Categories
The Book Vegetables

30. Buttermilk Mashed Potatoes with Caramelized Shallots p.559


the recipe

These were nice potatoes, not spectacular, but good. These were part of the same meal as the pork chops, so I I was scaling this recipe up too. I’m not always a fan of stuff in mashed potatoes, I do like a little roasted garlic, but people can go too far with cheese, bacon, chives and who knows what else. I’m sure if you looked hard enough you could find a recipe that will tell you to put hot dogs in your mashers. In this case the additions were very restrained, just some caramelized shallots. They added a nicely sweet edge, and brought the goodness of the Maillard reaction to this dish.

The sweet shallots were a nice compliment to the sour bite of the buttermilk. I think buttermilk was the real star of this dish actually. It helped to take them from straight ahead starchy goodness to a more nuanced place. Sour cream has an undeniable affinity for baked potatoes, and the same magic is happening here. The recipe calls for very little butter (1/2 tablespoon for 3/4 lb potatoes), this is both the recipe’s virtue and it’s vice. They were very flavourful, and the thickness of the buttermilk helped them take on a bit of a creamy texture without too much added fat, but I can’t deny that I missed the butter. I was serving this to a room full of ravenous 20 something boys, so they wouldn’t have cared if I’d added butter by the pound.

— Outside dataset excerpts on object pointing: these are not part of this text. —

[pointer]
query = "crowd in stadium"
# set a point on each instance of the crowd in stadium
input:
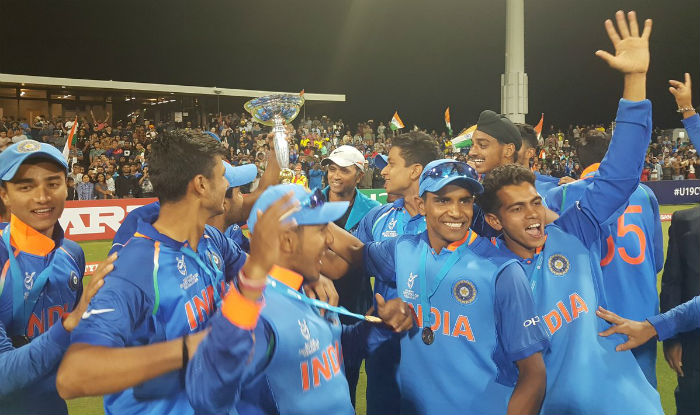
(111, 161)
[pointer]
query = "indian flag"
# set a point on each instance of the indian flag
(396, 122)
(69, 140)
(464, 139)
(447, 120)
(538, 127)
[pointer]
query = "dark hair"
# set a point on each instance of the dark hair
(178, 156)
(528, 134)
(592, 147)
(416, 147)
(509, 174)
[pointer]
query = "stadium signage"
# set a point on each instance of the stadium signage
(89, 220)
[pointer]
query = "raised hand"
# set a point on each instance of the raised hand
(631, 48)
(97, 281)
(682, 92)
(638, 332)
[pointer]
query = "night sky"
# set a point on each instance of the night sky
(414, 56)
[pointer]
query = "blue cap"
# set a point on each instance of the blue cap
(13, 156)
(325, 213)
(380, 161)
(466, 178)
(240, 175)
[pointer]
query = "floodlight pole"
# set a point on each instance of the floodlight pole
(514, 80)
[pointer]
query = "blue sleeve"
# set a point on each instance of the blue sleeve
(21, 367)
(605, 199)
(679, 319)
(514, 309)
(226, 359)
(147, 213)
(114, 312)
(692, 126)
(380, 259)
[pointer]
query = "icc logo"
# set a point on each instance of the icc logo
(304, 328)
(181, 265)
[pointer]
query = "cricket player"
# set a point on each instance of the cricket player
(633, 247)
(41, 281)
(286, 357)
(562, 260)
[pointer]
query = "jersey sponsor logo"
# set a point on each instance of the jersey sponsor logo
(464, 291)
(558, 264)
(312, 345)
(320, 368)
(38, 324)
(28, 282)
(200, 307)
(181, 265)
(443, 323)
(409, 293)
(74, 281)
(560, 313)
(96, 311)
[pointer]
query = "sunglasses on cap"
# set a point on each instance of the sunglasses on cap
(451, 169)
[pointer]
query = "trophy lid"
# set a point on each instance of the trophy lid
(264, 109)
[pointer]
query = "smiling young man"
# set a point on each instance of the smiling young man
(286, 357)
(474, 347)
(146, 322)
(409, 154)
(562, 260)
(346, 166)
(40, 281)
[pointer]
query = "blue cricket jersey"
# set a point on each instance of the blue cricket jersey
(290, 360)
(160, 290)
(479, 309)
(632, 256)
(50, 282)
(584, 372)
(682, 318)
(383, 223)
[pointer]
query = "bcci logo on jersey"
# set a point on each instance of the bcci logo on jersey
(558, 264)
(408, 293)
(464, 291)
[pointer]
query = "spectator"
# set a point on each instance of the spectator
(85, 189)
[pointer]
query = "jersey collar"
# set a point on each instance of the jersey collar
(287, 277)
(29, 240)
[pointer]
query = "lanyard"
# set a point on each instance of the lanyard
(23, 302)
(296, 295)
(425, 296)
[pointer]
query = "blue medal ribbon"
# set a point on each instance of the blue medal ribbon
(425, 296)
(296, 295)
(23, 302)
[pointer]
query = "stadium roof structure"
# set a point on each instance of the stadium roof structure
(93, 84)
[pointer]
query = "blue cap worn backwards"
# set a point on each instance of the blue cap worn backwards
(13, 157)
(439, 173)
(240, 175)
(314, 210)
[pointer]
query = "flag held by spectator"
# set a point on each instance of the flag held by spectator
(447, 120)
(396, 122)
(69, 140)
(464, 139)
(538, 127)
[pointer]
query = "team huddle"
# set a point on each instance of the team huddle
(487, 280)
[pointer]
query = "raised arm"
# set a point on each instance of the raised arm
(621, 168)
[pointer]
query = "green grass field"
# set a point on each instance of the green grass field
(97, 250)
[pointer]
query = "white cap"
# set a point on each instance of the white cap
(345, 156)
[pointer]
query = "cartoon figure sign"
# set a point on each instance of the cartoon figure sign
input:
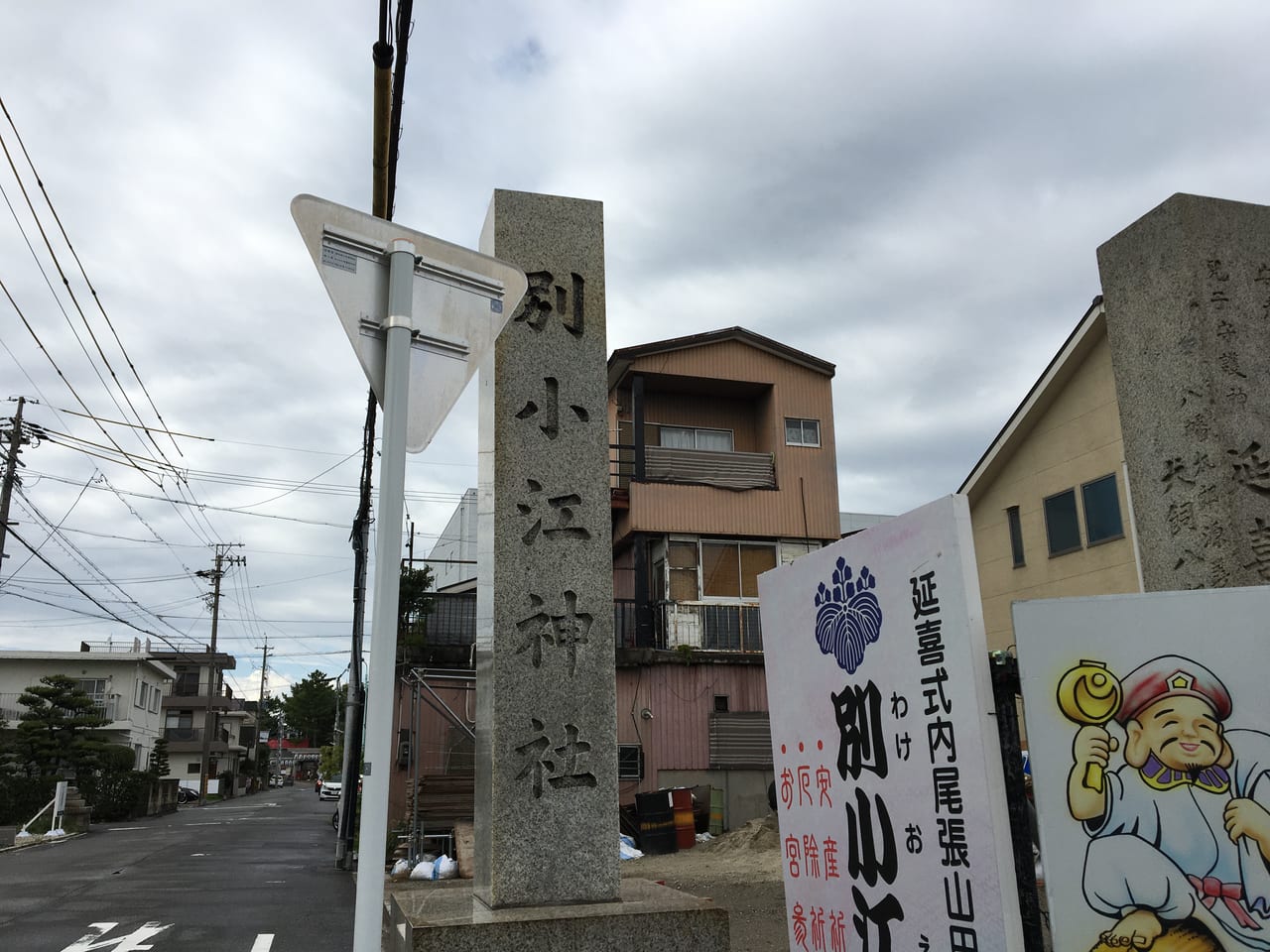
(1156, 762)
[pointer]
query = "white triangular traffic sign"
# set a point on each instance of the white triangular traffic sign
(461, 301)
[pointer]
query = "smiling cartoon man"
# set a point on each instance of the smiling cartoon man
(1180, 830)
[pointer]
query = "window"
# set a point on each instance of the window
(802, 433)
(1062, 527)
(684, 571)
(1016, 535)
(1101, 511)
(697, 438)
(797, 549)
(630, 762)
(187, 683)
(731, 569)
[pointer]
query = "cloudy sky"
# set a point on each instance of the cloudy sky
(912, 190)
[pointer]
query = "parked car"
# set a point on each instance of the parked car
(330, 788)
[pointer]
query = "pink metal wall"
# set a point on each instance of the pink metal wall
(681, 698)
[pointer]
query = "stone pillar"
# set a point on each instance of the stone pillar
(1187, 290)
(547, 739)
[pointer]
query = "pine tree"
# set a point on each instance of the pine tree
(55, 730)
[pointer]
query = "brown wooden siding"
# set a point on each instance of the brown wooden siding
(681, 698)
(804, 475)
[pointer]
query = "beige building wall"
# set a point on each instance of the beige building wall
(1072, 440)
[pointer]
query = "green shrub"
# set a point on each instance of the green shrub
(117, 794)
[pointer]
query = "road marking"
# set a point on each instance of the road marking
(132, 942)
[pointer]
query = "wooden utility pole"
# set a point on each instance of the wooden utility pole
(222, 558)
(259, 706)
(10, 474)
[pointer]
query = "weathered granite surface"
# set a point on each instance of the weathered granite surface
(1187, 290)
(547, 743)
(645, 918)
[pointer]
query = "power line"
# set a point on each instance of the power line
(109, 324)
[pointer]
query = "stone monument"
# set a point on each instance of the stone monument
(547, 860)
(1187, 291)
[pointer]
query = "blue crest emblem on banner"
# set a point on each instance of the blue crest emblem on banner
(847, 616)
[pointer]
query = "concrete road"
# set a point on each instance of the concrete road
(248, 875)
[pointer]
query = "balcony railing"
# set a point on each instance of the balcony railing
(706, 467)
(703, 626)
(187, 735)
(706, 626)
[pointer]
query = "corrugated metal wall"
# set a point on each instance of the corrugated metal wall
(681, 697)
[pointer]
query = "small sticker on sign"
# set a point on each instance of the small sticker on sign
(338, 258)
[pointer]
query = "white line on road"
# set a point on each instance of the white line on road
(132, 942)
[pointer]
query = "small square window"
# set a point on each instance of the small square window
(1016, 536)
(1062, 527)
(1101, 511)
(802, 433)
(630, 762)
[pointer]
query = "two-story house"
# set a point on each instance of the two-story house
(724, 467)
(125, 679)
(198, 698)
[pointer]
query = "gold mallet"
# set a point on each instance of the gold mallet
(1088, 693)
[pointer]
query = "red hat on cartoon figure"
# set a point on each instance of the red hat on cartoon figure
(1171, 675)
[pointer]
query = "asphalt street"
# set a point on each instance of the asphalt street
(248, 875)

My take on the lack of butter might have been quite different if it was making this for just my dining companion and I. She eats most of these meals with me, and often asks if I can look for something a bit less rich to make from The Book. I’m already running out of heart-healthy options. This is one of the few recipes that fits the bill, and I wasted it on The Boys.

There were a lot of good ideas going on in this recipe: Limited additions, not much butter, building texture and flavour with buttermilk. But, somehow it just didn’t gel into the ne plus ultra of mashed potato recipes.